The bona fides of the government, in its commitment to establish a domestic judicial process for past crimes, was always in question, but is more so now with Gotabaya Rajapaksa assuming the office of the president. He was the minister of defense and commander of the armed forces during the conflict and is named in various reports as the individual most responsible for mass violations during the final attack in 2009. In my meeting with him in 2012, he proudly laid claim to having ended terrorism in Sri Lanka. His exploits are recorded in a book about him, titled “Gota’s War- The crushing of Tamil Tiger Terrorism in Sri Lanka.” Indeed, the LTTE was responsible for a reign of terror, but now that terrorism has ended, why is “Gota’s war“ continuing to be waged against human rights defenders and democratic institutions? (A copy of the book was gifted personally by Gotabhaya Rajapaksa to a high official in the South African Foreign Ministry, who in turn passed it on to me.)
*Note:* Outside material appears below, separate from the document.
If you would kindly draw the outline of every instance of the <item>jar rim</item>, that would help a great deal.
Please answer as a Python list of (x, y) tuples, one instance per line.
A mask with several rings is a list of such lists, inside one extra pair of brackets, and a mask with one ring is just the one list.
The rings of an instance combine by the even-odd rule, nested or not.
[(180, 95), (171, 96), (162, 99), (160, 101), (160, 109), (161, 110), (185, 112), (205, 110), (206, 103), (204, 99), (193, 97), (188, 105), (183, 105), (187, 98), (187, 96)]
How should the HRC address Sri Lanka at the upcoming meeting?
As the world watches in awe and respect, the swift action taken by the US Congress to impeach the departing strongman for insurrection and attacks on democratic institutions, lessons can be drawn for the HRC. It should similarly act decisively and accept the recommendations made by the HC for justice and accountability in Sri Lanka, and unequivocally hold the perpetrators of grave human rights violations against the Tamils accountable. “Gota’s war” against terrorism must not be allowed to become a war against the rule of law and International standards of conduct towards defeated peoples.
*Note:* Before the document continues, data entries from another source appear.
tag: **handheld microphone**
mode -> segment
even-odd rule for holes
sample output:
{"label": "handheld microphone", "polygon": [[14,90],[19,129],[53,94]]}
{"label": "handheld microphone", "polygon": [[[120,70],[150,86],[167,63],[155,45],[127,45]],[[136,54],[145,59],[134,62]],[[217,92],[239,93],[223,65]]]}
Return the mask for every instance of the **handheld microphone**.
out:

What do you think the United States can and should be doing at the forthcoming HRC session, since it is not a member of the council?
I referred above to the important lead taken by the U.S. in the adoption of the first resolutions against Sri Lanka in the HRC. Although the U.S. is not a member of the HRC and does not have the right to vote, it has the right to address the council as an observer state. There is a role for the U.S. to continue to press for justice and accountability even though President Trump withdrew from the council. The Biden-Harris administration should seize the opportunity to reinforce its support for justice and accountability and make known to the world its return to values-based leadership.